2. Are the reasons for exec()-ing the user job rather than fork()-ing the
following?:
- So that Condor 'knows' which process (PID) to send the Unix
control signals to cause the job to suspend, checkpoint or
vacate as necessary?
...and so I need to know what signals Condor will send to the user job -
trawling the manual seems to reveal the following:
- SIGUSR2:
cause a job in the Standard universe to checkpoint and then continue
executing.
- SIGTSTP (or the value of the KillSig ClassAd attribute):
cause a job in the Standard universe to try and gracefully shutdown
(i.e. checkpoint).
- SIGTERM (or the value of the KillSig ClassAd attribute):
cause a job in the Vanilla universe to try and gracefully shutdown,
i.e. normal Unix termination (noting that the program may catch
SIGTERM and try to clean up).
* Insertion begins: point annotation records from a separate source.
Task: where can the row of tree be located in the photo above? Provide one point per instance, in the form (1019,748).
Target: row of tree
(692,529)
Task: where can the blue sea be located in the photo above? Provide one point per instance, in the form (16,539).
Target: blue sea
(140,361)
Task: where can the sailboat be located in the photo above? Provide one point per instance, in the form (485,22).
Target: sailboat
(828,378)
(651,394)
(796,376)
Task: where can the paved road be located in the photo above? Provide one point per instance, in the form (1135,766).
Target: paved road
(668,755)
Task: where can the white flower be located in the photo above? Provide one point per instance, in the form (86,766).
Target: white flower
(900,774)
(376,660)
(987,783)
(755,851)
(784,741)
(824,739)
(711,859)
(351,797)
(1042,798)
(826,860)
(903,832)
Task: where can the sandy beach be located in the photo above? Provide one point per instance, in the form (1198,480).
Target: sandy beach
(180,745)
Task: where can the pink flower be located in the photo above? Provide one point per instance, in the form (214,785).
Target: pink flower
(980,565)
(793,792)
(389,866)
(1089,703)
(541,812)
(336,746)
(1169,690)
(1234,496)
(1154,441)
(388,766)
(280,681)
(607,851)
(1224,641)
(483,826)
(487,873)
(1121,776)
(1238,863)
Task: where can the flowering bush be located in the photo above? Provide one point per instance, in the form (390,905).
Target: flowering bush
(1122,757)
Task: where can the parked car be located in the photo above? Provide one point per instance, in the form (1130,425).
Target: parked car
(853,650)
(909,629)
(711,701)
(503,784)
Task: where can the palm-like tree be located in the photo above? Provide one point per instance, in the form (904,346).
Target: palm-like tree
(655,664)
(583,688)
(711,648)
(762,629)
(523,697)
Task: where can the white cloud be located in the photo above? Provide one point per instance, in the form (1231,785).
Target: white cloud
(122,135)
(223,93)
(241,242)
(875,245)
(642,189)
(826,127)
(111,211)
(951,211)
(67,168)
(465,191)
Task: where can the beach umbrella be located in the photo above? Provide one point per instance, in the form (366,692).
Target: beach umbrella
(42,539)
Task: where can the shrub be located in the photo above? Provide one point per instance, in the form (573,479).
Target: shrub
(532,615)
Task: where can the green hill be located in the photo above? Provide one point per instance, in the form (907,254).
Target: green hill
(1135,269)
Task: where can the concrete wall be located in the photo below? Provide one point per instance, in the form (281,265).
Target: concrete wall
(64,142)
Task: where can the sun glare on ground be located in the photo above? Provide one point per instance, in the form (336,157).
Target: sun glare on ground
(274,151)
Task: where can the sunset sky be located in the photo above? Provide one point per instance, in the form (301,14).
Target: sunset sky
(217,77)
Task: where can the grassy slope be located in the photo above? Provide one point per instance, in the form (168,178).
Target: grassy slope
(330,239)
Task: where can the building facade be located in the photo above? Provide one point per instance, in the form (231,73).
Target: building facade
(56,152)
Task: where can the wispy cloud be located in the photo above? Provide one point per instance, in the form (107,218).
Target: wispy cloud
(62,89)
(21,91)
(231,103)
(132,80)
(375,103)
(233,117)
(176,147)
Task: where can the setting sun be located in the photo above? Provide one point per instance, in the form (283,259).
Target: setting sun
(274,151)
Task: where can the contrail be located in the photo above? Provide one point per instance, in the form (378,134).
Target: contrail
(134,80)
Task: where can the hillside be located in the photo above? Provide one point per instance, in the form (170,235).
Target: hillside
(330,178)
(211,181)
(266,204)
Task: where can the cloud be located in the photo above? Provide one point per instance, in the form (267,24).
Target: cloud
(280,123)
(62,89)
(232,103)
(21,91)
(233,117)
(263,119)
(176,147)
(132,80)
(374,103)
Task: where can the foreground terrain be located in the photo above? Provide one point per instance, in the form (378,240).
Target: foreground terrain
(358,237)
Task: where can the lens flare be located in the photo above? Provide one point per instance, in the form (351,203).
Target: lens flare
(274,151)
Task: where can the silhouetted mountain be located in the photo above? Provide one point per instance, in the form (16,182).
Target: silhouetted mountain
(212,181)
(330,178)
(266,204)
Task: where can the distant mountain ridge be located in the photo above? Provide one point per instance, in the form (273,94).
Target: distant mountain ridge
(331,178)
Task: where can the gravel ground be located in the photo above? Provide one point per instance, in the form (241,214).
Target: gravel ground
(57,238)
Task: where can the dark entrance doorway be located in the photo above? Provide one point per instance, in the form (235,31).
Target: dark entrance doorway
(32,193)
Is this also true for jobs in the other
non-Standard (Java, MPI, PVM and Scheduler) universes?
- SIGKILL:
kill (i.e. send the hard-kill signal to) the job, if the job takes too
long to gracefully shutdown or doesn't respond to the appropriate
signal.
...but what about when it suspends a user job? Does it send it a SIGSTOP?
Does it do anything else (as wel/instead of)?
...and similarly when it unsuspends a user job does it send a SIGCONT?
Does it do anything else (as well/instead of)?